11. A small dressing can be applied over the tube outlet, the tube can be coiled and held in place by Montgomery straps or a firm abdominal binder. This protects the skin surrounding the incision from the seepage of gastric acid contents and the spillage of feedings. The dressing is changed every 2 or 3 days

12. Daily washing with soap and water around the tube and the application of a bland ointment e.g. Zinc oxide or petrolatum prevents the skin from becoming irritated by the enzymatic action of gastric juices

13. A long term gastrostomy may require application of stomahesive wafer to maintain the integrity of the skin around the tube, protect it from gastric secretions and stabilize the entry site.

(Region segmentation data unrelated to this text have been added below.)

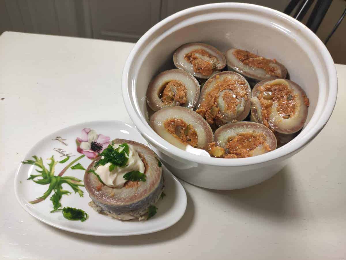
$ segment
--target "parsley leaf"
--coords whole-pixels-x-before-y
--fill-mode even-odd
[[[160,195],[160,197],[162,199],[163,199],[163,197],[166,196],[166,194],[163,191],[162,191],[161,193],[161,195]]]
[[[79,162],[76,164],[75,164],[73,166],[71,167],[71,169],[72,170],[83,170],[84,171],[86,171],[84,167],[82,166],[82,164],[80,163]]]
[[[157,208],[153,205],[151,205],[149,206],[149,209],[148,211],[148,217],[147,218],[147,220],[151,217],[153,217],[156,214]]]
[[[65,207],[64,208],[54,209],[51,211],[51,213],[59,210],[62,211],[64,217],[69,220],[80,220],[83,222],[88,219],[88,215],[84,210],[70,207]]]
[[[126,180],[137,181],[146,181],[145,174],[139,171],[132,171],[124,174],[123,177]]]
[[[121,167],[125,166],[128,161],[129,146],[127,144],[125,143],[120,144],[119,147],[114,149],[113,147],[114,143],[112,142],[108,147],[104,150],[102,152],[99,154],[100,156],[103,156],[95,164],[95,167],[97,167],[99,165],[104,165],[109,162],[114,166]],[[114,169],[113,169],[114,170]]]
[[[37,198],[34,200],[30,201],[30,203],[35,204],[44,200],[53,192],[54,193],[51,196],[50,199],[53,204],[54,209],[52,211],[54,212],[54,210],[61,206],[60,200],[62,196],[64,195],[68,195],[71,193],[68,190],[63,189],[62,185],[63,183],[66,183],[69,185],[73,191],[76,193],[78,193],[80,197],[83,196],[83,191],[79,188],[79,186],[84,186],[81,180],[72,176],[62,177],[54,175],[55,166],[60,162],[56,161],[53,156],[48,159],[51,161],[50,163],[48,164],[49,169],[46,168],[43,165],[42,158],[39,158],[36,155],[33,157],[35,159],[34,160],[25,160],[22,162],[22,163],[23,164],[30,164],[39,167],[40,168],[41,170],[37,169],[36,170],[40,174],[31,174],[27,179],[32,180],[33,181],[38,184],[41,185],[49,184],[49,186],[48,189],[42,196]],[[69,157],[66,158],[68,158]],[[66,158],[60,161],[60,162],[61,162],[63,161],[66,162],[67,161]],[[80,164],[78,164],[80,165]],[[74,166],[77,165],[78,164]],[[83,168],[81,165],[80,165],[80,167]],[[36,179],[39,177],[41,177],[41,178]]]
[[[100,176],[99,174],[98,174],[97,173],[96,173],[96,172],[95,172],[93,170],[89,170],[89,171],[88,171],[87,172],[91,172],[92,173],[93,173],[94,174],[95,174],[96,176],[97,177],[97,178],[98,179],[99,179],[99,180],[100,181],[100,182],[101,183],[102,183],[104,185],[106,185],[106,184],[105,184],[104,183],[103,183],[103,182],[102,181],[102,180],[101,179],[101,178],[100,178]]]
[[[63,196],[61,191],[60,189],[57,189],[55,193],[51,197],[51,200],[53,203],[53,207],[54,209],[56,209],[61,206],[61,204],[60,203],[60,199]]]

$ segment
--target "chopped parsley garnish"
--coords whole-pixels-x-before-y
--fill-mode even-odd
[[[166,196],[166,194],[163,191],[161,192],[161,195],[160,195],[160,197],[162,199],[163,199],[163,197]]]
[[[124,179],[128,181],[146,181],[145,174],[139,171],[132,171],[124,174]]]
[[[153,217],[156,214],[157,208],[153,205],[151,205],[149,206],[149,210],[148,211],[148,218],[147,219],[148,219],[150,218]]]
[[[62,212],[64,217],[69,220],[80,220],[83,222],[88,219],[88,215],[84,210],[70,207],[65,207],[64,208],[54,209],[51,211],[51,213],[59,210]]]
[[[42,158],[38,158],[36,155],[33,157],[34,160],[25,160],[22,162],[22,163],[23,164],[34,165],[40,168],[41,170],[36,169],[36,171],[40,174],[30,174],[30,177],[27,179],[32,180],[34,182],[38,184],[49,184],[49,186],[48,189],[42,196],[34,200],[30,201],[30,203],[35,204],[44,200],[51,195],[52,192],[53,192],[54,194],[51,197],[51,200],[53,204],[54,208],[53,210],[56,209],[61,206],[60,200],[62,196],[64,195],[68,195],[71,193],[68,190],[63,189],[62,185],[64,183],[70,186],[75,193],[79,195],[80,197],[83,196],[83,191],[79,188],[80,186],[84,186],[82,183],[81,180],[72,176],[54,175],[55,166],[59,162],[55,161],[53,156],[49,159],[51,162],[48,164],[48,168],[46,168],[44,165]],[[36,179],[38,177],[41,177],[41,178]]]
[[[112,142],[99,155],[103,158],[96,162],[95,167],[99,165],[104,165],[109,162],[111,163],[109,171],[112,171],[116,167],[125,166],[129,159],[129,146],[127,143],[119,145],[117,148],[114,149],[113,147],[114,143]]]

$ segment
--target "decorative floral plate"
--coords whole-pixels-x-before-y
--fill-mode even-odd
[[[82,181],[85,169],[116,138],[148,145],[134,127],[110,120],[70,126],[44,138],[29,151],[16,173],[15,190],[20,205],[48,225],[88,235],[138,235],[174,225],[185,212],[186,194],[179,181],[163,165],[166,196],[160,198],[156,205],[157,214],[150,219],[118,220],[97,213],[88,206],[91,199]],[[57,203],[61,204],[60,208],[69,207],[84,210],[87,219],[83,222],[69,220],[60,211],[51,213],[53,205],[60,206]]]

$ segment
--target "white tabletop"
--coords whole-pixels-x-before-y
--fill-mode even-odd
[[[0,257],[3,259],[344,259],[346,65],[324,129],[274,177],[233,191],[182,181],[186,212],[147,235],[103,237],[51,227],[25,212],[16,168],[43,137],[99,119],[131,123],[121,91],[132,43],[5,32],[0,36]]]

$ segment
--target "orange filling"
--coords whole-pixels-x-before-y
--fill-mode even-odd
[[[161,98],[165,104],[175,103],[180,105],[186,102],[187,98],[186,87],[179,80],[171,80],[166,85]]]
[[[270,108],[274,102],[277,104],[276,110],[282,118],[287,119],[291,117],[295,111],[297,104],[295,99],[296,95],[285,84],[265,85],[257,89],[260,91],[257,97],[262,107],[263,124],[270,127],[268,122],[271,112]],[[307,98],[309,102],[309,99]]]
[[[193,51],[185,54],[184,59],[192,64],[194,71],[204,76],[211,75],[219,62],[216,57],[202,49]]]
[[[198,137],[191,125],[181,119],[172,118],[165,121],[163,125],[167,132],[183,143],[194,147],[197,146]]]
[[[217,76],[217,79],[219,76]],[[226,110],[234,112],[239,103],[239,100],[247,99],[246,82],[242,79],[236,80],[226,78],[216,82],[212,89],[204,95],[203,101],[196,112],[205,118],[210,124],[214,123],[222,125],[222,116],[218,107],[218,99],[220,93],[225,90],[229,90],[232,93],[227,91],[222,97],[226,104]]]
[[[263,69],[267,74],[270,75],[279,77],[281,77],[280,72],[276,68],[271,65],[276,63],[275,60],[266,59],[247,51],[239,49],[234,51],[233,54],[243,64]]]
[[[271,150],[266,143],[266,137],[263,133],[247,133],[230,137],[224,149],[217,146],[215,142],[209,144],[209,153],[214,157],[226,158],[246,158],[252,156],[252,152],[259,145],[263,145],[264,150]]]

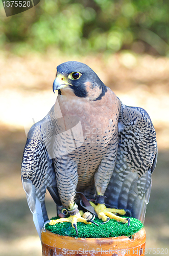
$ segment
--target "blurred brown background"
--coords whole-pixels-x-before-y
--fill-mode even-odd
[[[143,10],[140,1],[122,1],[118,9],[117,1],[105,0],[107,5],[105,6],[99,0],[91,1],[90,4],[82,1],[63,2],[61,5],[61,1],[42,1],[37,7],[8,18],[0,6],[3,29],[0,37],[2,46],[0,51],[0,254],[41,255],[40,240],[21,183],[20,164],[26,133],[34,121],[44,117],[55,103],[56,95],[53,93],[52,84],[56,67],[67,60],[88,65],[124,103],[143,108],[149,114],[156,131],[159,153],[144,222],[146,247],[150,255],[153,254],[149,248],[167,248],[169,251],[169,58],[167,37],[164,36],[167,32],[163,29],[165,28],[166,31],[169,29],[168,20],[166,18],[164,20],[165,10],[167,10],[168,4],[163,2],[165,5],[162,8],[156,1],[153,4],[148,1],[147,9]],[[55,3],[58,5],[56,12],[58,16],[61,15],[60,27],[62,22],[64,25],[62,30],[58,27],[51,32],[56,14]],[[118,15],[113,16],[111,20],[111,13],[107,17],[105,10],[107,6],[110,12],[110,3],[114,3],[115,10],[118,10]],[[140,6],[138,7],[137,4]],[[77,18],[75,21],[75,18],[74,20],[71,18],[75,7],[79,10],[74,16]],[[51,17],[52,21],[49,18]],[[78,17],[82,19],[83,25]],[[106,18],[108,20],[104,20]],[[101,26],[101,20],[102,24],[104,22],[106,26],[97,30]],[[75,26],[75,30],[80,31],[79,35],[75,33],[73,25],[69,25],[67,28],[67,21],[75,26],[79,22],[79,27],[82,27]],[[127,26],[126,23],[129,21]],[[139,37],[135,35],[134,22],[135,28],[137,26],[137,30],[140,30]],[[108,23],[112,25],[111,28]],[[158,28],[155,27],[157,24]],[[147,32],[144,30],[143,33],[143,29],[146,29]],[[66,37],[69,31],[72,34]],[[92,31],[94,33],[92,34]],[[133,39],[127,31],[133,35]],[[149,34],[146,34],[148,31]],[[50,33],[54,34],[54,38]],[[66,35],[64,41],[69,45],[65,42],[63,46],[58,38],[60,36],[63,40],[64,34]],[[126,39],[127,36],[124,35],[127,34],[131,39],[128,43],[123,39]],[[74,38],[76,41],[79,36],[78,47],[82,48],[83,51],[75,45],[74,39],[71,42],[69,40],[71,35],[77,36]],[[24,38],[21,37],[23,36]],[[56,39],[55,41],[55,38]],[[47,194],[46,202],[49,217],[55,216],[55,206]]]

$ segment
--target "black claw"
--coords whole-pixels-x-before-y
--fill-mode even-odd
[[[73,225],[74,225],[74,227],[75,227],[75,229],[76,229],[76,234],[77,236],[78,236],[78,228],[77,228],[77,225],[76,225],[76,224],[74,223],[73,224]]]
[[[94,222],[94,221],[91,221],[90,220],[86,220],[86,221],[87,222],[91,222],[92,223],[95,224],[95,225],[96,225],[96,226],[98,226],[98,227],[99,227],[99,225],[95,222]]]
[[[131,212],[130,210],[125,210],[125,211],[126,211],[125,215],[126,215],[127,216],[128,216],[130,218],[131,218],[132,217],[132,214],[131,214]]]
[[[48,220],[48,221],[46,221],[46,222],[44,223],[43,226],[43,229],[44,229],[44,230],[45,231],[46,231],[46,229],[45,229],[45,225],[46,225],[46,224],[49,223],[50,222],[50,221],[50,221],[50,220]]]
[[[128,223],[127,224],[127,225],[129,227],[130,225],[130,219],[129,218],[127,218],[126,220],[127,220],[128,221]]]
[[[108,222],[108,221],[109,221],[109,220],[110,220],[110,218],[109,218],[109,217],[108,217],[108,218],[107,219],[106,221],[105,221],[104,222],[103,222],[103,223],[102,223],[102,224],[107,223],[107,222]]]

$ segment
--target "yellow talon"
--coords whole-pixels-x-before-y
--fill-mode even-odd
[[[117,221],[121,221],[123,223],[128,222],[129,225],[130,224],[130,220],[129,218],[122,218],[114,214],[119,214],[120,215],[124,215],[126,214],[125,210],[107,208],[106,205],[103,204],[98,204],[98,205],[96,205],[90,201],[90,203],[94,208],[95,211],[96,212],[99,219],[102,219],[104,222],[107,221],[108,219],[108,217],[109,217],[110,219],[113,219]]]

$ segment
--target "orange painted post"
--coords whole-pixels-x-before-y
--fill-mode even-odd
[[[127,237],[107,238],[75,238],[42,231],[43,256],[143,256],[144,228]]]

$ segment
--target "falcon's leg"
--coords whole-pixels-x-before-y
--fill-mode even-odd
[[[77,222],[84,222],[85,224],[91,224],[91,223],[92,223],[98,225],[92,221],[82,218],[77,206],[77,204],[75,203],[72,208],[68,209],[69,212],[71,212],[72,214],[70,215],[68,218],[61,218],[60,219],[58,219],[57,220],[51,220],[49,224],[53,225],[55,225],[59,222],[70,222],[71,223],[72,227],[74,228],[75,228],[77,236],[78,236],[78,231],[77,226]]]
[[[126,214],[125,210],[107,208],[104,202],[104,194],[110,180],[115,164],[118,142],[117,135],[117,131],[115,131],[113,135],[114,139],[112,140],[111,144],[107,150],[107,154],[103,158],[98,172],[95,174],[95,186],[98,194],[95,202],[98,205],[92,202],[90,203],[94,208],[98,218],[102,219],[104,222],[108,221],[110,218],[121,221],[123,223],[128,223],[129,226],[129,218],[122,218],[114,214],[119,214],[120,215],[125,215]]]
[[[104,222],[102,224],[108,221],[110,218],[113,219],[117,221],[120,221],[123,223],[128,223],[128,226],[130,225],[130,219],[129,218],[120,217],[114,214],[119,214],[120,215],[125,215],[126,214],[125,210],[107,208],[104,204],[98,203],[98,205],[96,205],[92,202],[90,202],[90,203],[94,208],[95,211],[96,212],[99,219],[101,219]]]

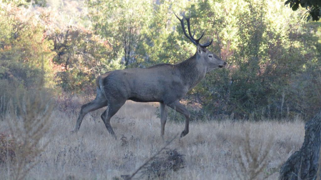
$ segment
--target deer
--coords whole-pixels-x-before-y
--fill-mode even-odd
[[[207,47],[213,39],[201,44],[200,37],[194,37],[191,31],[190,15],[183,13],[180,19],[183,33],[196,46],[194,55],[176,64],[159,64],[146,68],[116,70],[98,76],[96,79],[96,95],[92,101],[81,107],[73,132],[77,132],[84,116],[91,111],[108,106],[101,118],[109,133],[116,139],[110,125],[110,119],[127,100],[140,102],[158,102],[160,104],[160,135],[163,137],[167,120],[168,107],[185,117],[185,127],[180,138],[188,134],[190,114],[180,100],[189,90],[204,79],[206,73],[226,66],[226,62],[210,52]],[[188,34],[184,21],[187,23]]]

14. Evaluate the skin daily for signs of breakdown, irritation or excoriation.

15. Talking with the patient helps him accept the expected changes.

16. Family support and acceptance is necessary.

Nurse's Responsibilities

1. Evaluate the skin daily for signs of breakdown, irritation or excoriation.

2. The dressing around the tube outlet should be changed every 2-3 days.

3. Talking with the patient helps him accept the expected changes.

4. Assess the patient's level of knowledge, interest in learning about the procedure and ability to understand and apply the information.

5. Teach formula preparation and management of tube feedings.

6. Teach tube feedings and evaluate by questioning and return-demonstrations.

7. All feedings are given at room temperature.

8. Check for residual content before each feeding. 9. The tube is marked at the skin level. Advise the patient to monitor the tube's length and notify the physician, if the tube outside the body becomes shorter or longer

10. Flush the tube with 30ml of H₂O after each bolus or medication administration to keep it patient

11. Care of the irrigation set daily cleaning with warm soapy H₂O and rinsing after each use.

Procedure

1. Check for residual gastric content before feeding.

2. Determine the patency of the tube by administering H₂O at room temperature before and after feeding to clear the tube of food particles, which could decompose if allowed to remain in the tube.

3. Feedings are given at room temperature.

4. The liquid (for bolus feeding) is introduced into the catheter by a funnel or a barrel of a syringe.

5. The receptacle is tilted to allow air to escape while the liquid is initially being instilled.

6. The feeding is allowed to flow into the stomach by gravity, as the syringe/barrel fills with liquid.

7. The barrel/syringe is held perpendicular to the abdomen at 45 cm (18") above the abdominal wall.

8. Usually 300-500 ml (bolus feeding) is given for each meal and requires 10/15 mins. to complete.

9. The amount is determined by the patient's reaction. If he feels "full" - give smaller amounts more frequently.

10. Elevate the head of the bed for at least 4 hr. after feeding facilitates digestion and decreases the risk of aspiration.

11. Note any obstruction and notify the physician.

12. Some patients smell, taste and chew small amounts of food before the tube feedings to stimulate flow of salivary and gastric secretions and gives a sensation of normal eating. The chewed food is then deposited into the funnel of the gastrostomy tube and not swallowed.

13. Tube feeding may also be given by intermittent or continuous pressure by a feeding pump. Most enteral feeding systems have built-in alarms that signal when the bag is empty, when the battery is low or if an occlusion is present.